Podsumowując kadencję prezydent wymienił rzeczy, które uważa za osiągnięcia swoje i swojej administracji.

- Wraz z milionami ciężko pracujących patriotów zbudowaliśmy najwspanialszy ruch polityczny w historii naszego kraju. Stworzyliśmy największą gospodarkę w historii - przekonywał. - Nie chodziło nam o prawicę i lewicę, Republikanów czy Demokratów, lecz o dobro narodu, całego narodu - dodał.

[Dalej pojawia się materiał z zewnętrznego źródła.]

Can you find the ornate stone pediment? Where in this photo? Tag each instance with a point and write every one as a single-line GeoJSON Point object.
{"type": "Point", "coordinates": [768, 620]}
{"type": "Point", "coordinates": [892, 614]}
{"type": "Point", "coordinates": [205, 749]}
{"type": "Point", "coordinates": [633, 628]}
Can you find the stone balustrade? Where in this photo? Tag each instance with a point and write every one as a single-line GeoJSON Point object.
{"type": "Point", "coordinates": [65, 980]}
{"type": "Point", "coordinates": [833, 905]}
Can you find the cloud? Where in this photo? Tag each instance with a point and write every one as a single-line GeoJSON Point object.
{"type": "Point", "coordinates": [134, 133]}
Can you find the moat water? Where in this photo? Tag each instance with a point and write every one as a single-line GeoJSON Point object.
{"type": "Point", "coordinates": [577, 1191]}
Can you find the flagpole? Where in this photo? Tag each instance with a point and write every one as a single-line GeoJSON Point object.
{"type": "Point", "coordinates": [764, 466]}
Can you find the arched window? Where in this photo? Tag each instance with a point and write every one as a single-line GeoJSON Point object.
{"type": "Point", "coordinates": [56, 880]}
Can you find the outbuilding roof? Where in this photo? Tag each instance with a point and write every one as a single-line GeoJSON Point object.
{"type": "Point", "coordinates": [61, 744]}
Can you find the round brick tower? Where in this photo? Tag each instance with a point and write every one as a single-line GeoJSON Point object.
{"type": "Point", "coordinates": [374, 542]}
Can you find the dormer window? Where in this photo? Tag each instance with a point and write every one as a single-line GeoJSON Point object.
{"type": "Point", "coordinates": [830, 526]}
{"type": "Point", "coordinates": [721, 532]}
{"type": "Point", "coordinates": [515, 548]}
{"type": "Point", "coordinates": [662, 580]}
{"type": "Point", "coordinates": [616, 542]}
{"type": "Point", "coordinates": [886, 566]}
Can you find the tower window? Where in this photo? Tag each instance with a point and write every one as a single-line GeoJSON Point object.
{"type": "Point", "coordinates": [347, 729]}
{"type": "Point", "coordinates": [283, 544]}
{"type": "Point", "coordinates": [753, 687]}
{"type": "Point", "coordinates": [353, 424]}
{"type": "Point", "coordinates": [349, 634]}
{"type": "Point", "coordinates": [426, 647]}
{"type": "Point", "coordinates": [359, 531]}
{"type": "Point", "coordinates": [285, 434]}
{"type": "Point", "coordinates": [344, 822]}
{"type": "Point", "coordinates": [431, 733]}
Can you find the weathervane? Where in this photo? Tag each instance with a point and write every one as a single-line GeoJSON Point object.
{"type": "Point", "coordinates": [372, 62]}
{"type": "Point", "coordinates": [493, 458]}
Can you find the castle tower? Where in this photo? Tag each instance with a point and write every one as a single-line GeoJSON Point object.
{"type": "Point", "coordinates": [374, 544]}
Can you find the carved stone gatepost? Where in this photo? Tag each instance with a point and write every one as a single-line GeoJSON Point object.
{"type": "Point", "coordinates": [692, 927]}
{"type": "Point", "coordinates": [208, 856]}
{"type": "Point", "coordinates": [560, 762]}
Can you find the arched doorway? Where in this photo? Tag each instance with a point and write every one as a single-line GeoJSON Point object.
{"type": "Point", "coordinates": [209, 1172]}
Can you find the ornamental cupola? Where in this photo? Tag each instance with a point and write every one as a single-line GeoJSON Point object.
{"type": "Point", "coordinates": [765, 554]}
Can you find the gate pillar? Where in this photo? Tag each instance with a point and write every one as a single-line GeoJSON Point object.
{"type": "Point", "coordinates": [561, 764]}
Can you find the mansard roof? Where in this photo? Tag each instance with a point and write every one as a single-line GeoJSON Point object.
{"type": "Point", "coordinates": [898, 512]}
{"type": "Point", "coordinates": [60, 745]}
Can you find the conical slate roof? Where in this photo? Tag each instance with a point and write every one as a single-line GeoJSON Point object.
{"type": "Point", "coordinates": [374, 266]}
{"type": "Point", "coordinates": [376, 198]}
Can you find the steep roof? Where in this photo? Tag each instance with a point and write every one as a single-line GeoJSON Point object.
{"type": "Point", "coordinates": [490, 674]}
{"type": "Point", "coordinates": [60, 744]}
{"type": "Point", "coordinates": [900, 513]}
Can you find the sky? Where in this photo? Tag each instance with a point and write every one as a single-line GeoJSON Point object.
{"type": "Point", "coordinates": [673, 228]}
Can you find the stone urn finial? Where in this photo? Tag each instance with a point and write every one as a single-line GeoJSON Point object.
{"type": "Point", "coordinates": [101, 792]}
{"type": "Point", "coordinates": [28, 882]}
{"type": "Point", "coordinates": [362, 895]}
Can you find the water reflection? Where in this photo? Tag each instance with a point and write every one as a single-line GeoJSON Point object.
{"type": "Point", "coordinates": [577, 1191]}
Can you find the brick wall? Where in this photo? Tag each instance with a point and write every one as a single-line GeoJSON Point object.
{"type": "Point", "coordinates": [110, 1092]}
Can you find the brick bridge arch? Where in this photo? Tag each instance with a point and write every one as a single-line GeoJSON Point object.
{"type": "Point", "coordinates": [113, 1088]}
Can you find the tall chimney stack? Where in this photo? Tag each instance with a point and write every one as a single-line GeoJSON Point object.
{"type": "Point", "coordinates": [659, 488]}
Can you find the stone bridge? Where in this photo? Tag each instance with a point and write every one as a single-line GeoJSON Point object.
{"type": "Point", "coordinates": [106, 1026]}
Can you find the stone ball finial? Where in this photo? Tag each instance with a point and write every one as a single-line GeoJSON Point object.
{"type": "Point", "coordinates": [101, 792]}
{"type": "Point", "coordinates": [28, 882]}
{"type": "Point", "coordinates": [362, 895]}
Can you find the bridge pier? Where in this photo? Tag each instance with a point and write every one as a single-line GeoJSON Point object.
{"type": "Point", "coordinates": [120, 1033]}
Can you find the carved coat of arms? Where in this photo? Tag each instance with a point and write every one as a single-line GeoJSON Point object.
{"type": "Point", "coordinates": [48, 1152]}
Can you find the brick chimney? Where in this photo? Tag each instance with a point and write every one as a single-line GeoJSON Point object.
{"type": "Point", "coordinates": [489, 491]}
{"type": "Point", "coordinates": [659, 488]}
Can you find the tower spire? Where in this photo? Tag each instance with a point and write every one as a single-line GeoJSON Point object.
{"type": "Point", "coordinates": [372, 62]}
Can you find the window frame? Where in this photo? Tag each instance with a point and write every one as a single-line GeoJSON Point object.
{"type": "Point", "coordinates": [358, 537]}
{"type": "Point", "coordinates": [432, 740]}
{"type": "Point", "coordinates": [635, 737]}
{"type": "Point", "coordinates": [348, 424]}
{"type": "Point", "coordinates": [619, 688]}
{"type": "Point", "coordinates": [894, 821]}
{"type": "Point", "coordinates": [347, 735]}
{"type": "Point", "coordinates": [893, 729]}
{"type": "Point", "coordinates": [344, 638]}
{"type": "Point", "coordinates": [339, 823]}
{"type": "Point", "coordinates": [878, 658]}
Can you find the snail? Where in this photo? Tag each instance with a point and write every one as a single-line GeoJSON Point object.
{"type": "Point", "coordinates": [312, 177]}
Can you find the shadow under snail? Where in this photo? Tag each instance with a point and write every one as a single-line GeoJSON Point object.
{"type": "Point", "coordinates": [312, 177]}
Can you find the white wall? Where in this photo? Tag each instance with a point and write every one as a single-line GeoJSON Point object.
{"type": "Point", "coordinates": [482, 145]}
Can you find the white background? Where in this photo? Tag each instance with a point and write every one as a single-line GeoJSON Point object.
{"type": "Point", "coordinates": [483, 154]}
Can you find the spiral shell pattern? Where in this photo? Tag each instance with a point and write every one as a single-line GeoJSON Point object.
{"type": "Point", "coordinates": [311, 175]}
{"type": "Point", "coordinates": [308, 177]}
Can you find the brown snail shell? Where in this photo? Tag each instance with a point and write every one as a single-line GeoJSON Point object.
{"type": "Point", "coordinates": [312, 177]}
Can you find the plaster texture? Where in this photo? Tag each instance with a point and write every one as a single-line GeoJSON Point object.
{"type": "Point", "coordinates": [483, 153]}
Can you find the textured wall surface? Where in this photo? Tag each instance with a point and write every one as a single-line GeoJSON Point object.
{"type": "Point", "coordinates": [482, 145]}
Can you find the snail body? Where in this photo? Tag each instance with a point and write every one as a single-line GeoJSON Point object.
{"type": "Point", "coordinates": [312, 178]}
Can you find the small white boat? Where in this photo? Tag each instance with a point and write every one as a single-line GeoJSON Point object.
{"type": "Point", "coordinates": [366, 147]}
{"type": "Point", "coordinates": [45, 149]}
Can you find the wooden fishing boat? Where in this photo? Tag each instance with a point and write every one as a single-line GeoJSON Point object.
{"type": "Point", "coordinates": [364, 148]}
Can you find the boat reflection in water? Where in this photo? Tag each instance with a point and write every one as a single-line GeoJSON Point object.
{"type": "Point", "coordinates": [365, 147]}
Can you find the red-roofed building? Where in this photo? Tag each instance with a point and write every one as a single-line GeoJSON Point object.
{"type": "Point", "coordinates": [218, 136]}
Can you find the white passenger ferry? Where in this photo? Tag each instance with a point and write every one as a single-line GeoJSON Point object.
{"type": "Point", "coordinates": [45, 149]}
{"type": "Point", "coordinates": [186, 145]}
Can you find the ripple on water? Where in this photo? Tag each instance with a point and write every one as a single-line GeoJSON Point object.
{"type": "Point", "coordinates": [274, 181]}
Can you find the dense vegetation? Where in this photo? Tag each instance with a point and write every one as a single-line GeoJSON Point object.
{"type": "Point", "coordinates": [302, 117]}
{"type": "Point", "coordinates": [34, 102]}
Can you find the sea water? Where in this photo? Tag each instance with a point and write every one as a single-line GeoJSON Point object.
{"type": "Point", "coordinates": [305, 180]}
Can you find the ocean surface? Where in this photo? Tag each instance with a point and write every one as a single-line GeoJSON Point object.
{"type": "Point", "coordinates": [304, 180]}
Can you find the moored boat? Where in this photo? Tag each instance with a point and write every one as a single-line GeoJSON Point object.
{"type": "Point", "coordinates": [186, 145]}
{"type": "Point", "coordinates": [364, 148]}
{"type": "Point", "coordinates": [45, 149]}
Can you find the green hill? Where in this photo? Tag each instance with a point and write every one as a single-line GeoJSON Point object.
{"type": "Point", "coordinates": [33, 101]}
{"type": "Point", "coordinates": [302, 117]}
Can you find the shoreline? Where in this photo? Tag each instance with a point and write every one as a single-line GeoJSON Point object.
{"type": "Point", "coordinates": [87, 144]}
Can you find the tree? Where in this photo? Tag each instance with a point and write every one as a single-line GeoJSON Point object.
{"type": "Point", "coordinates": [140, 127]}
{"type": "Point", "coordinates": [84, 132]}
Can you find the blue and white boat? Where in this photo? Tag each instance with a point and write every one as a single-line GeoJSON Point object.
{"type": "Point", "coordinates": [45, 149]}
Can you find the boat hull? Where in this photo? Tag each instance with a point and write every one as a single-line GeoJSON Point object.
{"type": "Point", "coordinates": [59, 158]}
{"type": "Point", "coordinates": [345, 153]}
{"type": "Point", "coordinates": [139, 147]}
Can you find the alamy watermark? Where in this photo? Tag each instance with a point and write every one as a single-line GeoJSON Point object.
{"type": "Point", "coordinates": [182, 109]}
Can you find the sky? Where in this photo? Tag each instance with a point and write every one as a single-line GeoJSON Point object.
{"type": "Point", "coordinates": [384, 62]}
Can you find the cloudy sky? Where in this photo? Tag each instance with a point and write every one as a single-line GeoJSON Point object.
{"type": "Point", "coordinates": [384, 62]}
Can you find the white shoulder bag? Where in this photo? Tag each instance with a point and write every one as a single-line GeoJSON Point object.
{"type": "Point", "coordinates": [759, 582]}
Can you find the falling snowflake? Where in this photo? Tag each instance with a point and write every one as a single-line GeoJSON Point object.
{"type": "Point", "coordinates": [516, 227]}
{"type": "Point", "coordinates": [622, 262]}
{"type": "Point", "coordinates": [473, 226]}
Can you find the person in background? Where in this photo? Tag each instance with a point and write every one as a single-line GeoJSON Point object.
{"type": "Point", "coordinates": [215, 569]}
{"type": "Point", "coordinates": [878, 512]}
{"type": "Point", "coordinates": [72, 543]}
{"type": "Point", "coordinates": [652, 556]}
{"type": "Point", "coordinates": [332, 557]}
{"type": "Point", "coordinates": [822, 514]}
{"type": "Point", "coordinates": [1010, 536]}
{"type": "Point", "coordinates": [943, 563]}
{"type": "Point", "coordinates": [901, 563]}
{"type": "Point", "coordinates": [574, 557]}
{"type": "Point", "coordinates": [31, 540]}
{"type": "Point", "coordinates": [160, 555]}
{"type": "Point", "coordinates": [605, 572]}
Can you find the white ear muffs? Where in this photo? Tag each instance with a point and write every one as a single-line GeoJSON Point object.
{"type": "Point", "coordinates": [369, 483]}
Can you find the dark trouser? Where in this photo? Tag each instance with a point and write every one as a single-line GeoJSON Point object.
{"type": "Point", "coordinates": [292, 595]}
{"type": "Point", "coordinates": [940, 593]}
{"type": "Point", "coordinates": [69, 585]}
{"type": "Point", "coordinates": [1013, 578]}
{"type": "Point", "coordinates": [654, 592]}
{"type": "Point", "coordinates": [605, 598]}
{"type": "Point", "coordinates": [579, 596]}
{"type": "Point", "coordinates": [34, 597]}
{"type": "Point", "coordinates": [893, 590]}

Do swych sukcesów Trump zaliczył obniżkę podatków i usunięcie zbędnych, "niszczących miejsca pracy" regulacji, "naprawę niedziałających" umów handlowych i wycofanie USA z porozumień paryskich. - Nałożyliśmy historyczne i monumentalne cła na Chiny. Zawarliśmy świetną nową umowę z Chinami - wyliczał.

W przemówieniu Donald Trump wspomniał także o objęciu przez USA pozycji lidera w produkcji ropy i gazu, o odbudowie amerykańskiego przemysłu i spadku bezrobocia. Mówił również o stworzeniu sił kosmicznych USA, wzmocnieniu sił zbrojnych, ochrony granic i budowie muru na granicy z Meksykiem. - Zniszczyliśmy kalifat ISIS i zakończyliśmy życie jego założyciela i przywódcy, al Baghdadiego - zaznaczył.

- Odbudowaliśmy amerykańską siłę w domu i przywództwo za granicą. Świat znów nas szanuje. Proszę, nie utraćcie tego szacunku - oświadczył.

Do sukcesów zaliczył zawarcie porozumień pokojowych na Bliskim Wschodzie. - To świt nowego Bliskiego Wschodu, a nasi żołnierze wracają do domu - mówił.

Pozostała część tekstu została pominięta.